John Solomon: Thanks for this question. Certainly there's been lots of discussion in the blogs about this story and let me try to address the core issue. This wasn't a story about whether John Edwards should or shouldn't have picked the Klaassens as buyers. It was a story about the transparency of the deal. Those who aspire to the highest office in the land are required to disclose their financial dealings to the fullest extent. That isn't a political requirement or some media-driven imposition. It is encoded in the federal campaign law. When Edwards' campaign first disclosed the deal, much detail was lacking about the deal _ most importantly the name of the buyers. Such information is critical to the transparency of a transaction involving $5.2 million that occurred on the night before Edwards launched his candidacy. Our story simply filled in the missing blanks.
South Burlington, Vt.: Any second thoughts on your Edwards' house sale story? Even your own ombudsperson wants to know “where's the beef?”

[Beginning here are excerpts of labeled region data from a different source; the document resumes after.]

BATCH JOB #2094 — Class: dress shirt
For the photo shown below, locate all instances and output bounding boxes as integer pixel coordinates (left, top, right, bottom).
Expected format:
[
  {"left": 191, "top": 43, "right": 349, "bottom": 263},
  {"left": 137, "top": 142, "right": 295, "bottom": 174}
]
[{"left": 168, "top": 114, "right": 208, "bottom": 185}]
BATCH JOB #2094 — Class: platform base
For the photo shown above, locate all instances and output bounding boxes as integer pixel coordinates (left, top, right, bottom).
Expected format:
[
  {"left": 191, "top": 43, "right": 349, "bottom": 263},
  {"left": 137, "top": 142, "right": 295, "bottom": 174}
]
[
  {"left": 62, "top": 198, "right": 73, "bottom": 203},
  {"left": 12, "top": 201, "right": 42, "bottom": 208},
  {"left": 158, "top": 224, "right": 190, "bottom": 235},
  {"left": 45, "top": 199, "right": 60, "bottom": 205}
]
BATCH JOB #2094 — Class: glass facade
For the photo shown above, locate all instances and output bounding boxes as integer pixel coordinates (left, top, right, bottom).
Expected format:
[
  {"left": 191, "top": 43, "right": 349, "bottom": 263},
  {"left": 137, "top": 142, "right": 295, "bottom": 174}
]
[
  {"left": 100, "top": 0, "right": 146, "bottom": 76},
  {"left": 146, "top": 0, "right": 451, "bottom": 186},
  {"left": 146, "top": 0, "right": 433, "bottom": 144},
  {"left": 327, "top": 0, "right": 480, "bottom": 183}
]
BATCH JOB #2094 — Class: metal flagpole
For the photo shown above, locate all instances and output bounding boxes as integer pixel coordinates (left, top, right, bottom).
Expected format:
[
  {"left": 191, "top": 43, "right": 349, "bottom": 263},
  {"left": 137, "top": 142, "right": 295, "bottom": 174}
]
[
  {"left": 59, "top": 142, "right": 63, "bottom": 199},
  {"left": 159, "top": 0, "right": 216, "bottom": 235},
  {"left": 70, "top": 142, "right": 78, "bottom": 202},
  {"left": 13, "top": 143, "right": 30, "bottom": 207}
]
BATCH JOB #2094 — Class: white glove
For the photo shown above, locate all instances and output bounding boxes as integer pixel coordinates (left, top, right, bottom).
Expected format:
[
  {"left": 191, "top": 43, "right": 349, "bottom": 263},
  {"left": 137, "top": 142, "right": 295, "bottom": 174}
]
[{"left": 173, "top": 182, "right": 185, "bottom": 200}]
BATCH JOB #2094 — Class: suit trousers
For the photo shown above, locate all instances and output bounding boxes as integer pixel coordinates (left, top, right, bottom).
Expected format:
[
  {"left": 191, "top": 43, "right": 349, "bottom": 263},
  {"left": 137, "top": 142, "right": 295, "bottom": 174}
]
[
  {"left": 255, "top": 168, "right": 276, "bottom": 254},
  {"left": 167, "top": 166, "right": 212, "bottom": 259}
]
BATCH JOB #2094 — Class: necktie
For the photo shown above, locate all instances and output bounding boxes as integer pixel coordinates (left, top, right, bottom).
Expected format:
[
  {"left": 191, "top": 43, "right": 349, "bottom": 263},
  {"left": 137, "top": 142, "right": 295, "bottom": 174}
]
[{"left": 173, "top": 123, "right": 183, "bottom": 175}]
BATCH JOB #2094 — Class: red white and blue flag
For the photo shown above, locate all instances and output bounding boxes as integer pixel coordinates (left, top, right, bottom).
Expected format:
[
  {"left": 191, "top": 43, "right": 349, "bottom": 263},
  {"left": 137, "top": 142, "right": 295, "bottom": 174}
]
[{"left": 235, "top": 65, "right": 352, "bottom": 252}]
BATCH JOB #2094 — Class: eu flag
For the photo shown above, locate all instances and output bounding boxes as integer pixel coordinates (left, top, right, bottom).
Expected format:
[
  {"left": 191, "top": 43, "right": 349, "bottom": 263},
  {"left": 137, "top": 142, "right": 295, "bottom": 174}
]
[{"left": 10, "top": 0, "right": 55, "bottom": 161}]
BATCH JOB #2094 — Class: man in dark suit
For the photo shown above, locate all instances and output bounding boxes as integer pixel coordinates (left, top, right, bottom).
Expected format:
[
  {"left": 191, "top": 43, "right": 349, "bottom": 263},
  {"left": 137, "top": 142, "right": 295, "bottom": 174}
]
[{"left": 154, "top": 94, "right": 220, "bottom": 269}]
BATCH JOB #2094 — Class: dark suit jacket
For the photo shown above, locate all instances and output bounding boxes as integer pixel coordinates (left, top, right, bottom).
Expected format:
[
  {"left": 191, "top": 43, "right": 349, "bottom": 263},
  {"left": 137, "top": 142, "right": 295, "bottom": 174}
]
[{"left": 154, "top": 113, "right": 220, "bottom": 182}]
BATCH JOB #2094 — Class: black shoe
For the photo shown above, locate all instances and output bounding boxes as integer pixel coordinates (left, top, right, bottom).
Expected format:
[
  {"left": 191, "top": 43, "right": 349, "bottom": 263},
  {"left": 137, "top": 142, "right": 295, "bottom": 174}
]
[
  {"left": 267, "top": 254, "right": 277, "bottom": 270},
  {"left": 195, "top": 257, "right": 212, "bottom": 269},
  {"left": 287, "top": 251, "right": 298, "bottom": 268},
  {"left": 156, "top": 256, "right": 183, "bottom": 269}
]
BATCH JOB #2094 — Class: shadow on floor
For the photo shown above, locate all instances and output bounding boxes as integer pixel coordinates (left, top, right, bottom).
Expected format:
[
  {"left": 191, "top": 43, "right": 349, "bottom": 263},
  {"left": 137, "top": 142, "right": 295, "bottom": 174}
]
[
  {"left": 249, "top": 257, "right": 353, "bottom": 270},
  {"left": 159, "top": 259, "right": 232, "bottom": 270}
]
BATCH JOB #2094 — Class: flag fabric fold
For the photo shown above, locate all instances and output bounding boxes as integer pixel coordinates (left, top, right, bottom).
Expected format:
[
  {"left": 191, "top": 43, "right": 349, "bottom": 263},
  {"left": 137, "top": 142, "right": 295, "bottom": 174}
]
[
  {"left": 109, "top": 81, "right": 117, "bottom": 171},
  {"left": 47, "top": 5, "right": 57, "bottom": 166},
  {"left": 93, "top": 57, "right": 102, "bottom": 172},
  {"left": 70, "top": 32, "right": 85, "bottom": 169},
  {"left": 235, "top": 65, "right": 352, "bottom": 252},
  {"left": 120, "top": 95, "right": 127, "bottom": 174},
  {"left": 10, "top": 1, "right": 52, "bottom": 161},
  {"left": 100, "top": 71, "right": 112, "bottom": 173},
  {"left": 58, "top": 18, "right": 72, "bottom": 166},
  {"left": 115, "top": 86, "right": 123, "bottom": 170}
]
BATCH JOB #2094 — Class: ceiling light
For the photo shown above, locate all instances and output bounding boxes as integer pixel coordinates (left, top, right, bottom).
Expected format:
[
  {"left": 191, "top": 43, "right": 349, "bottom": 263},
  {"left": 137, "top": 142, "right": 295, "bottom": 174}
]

John Solomon: I have no regrets at all about the story or its play in the Post. I would have written it the same way and reported it the same way _ whether it was a Republican or Democrat or independent. Highlighting who political leaders do business with is an essential role for journalists. A frontpage story doesn't have to always find wrongdoing or lead to prosecutions. It can simply illuminate how a candidate chose to address a basic requirement of his campaign _ achieving transparency on his or her financial dealings. And Edwards has hardly been singled out. Newspapers have given frontpage examination to numerous real estate transactions in the last year from Obama and Cunningham to Reid and Hastert.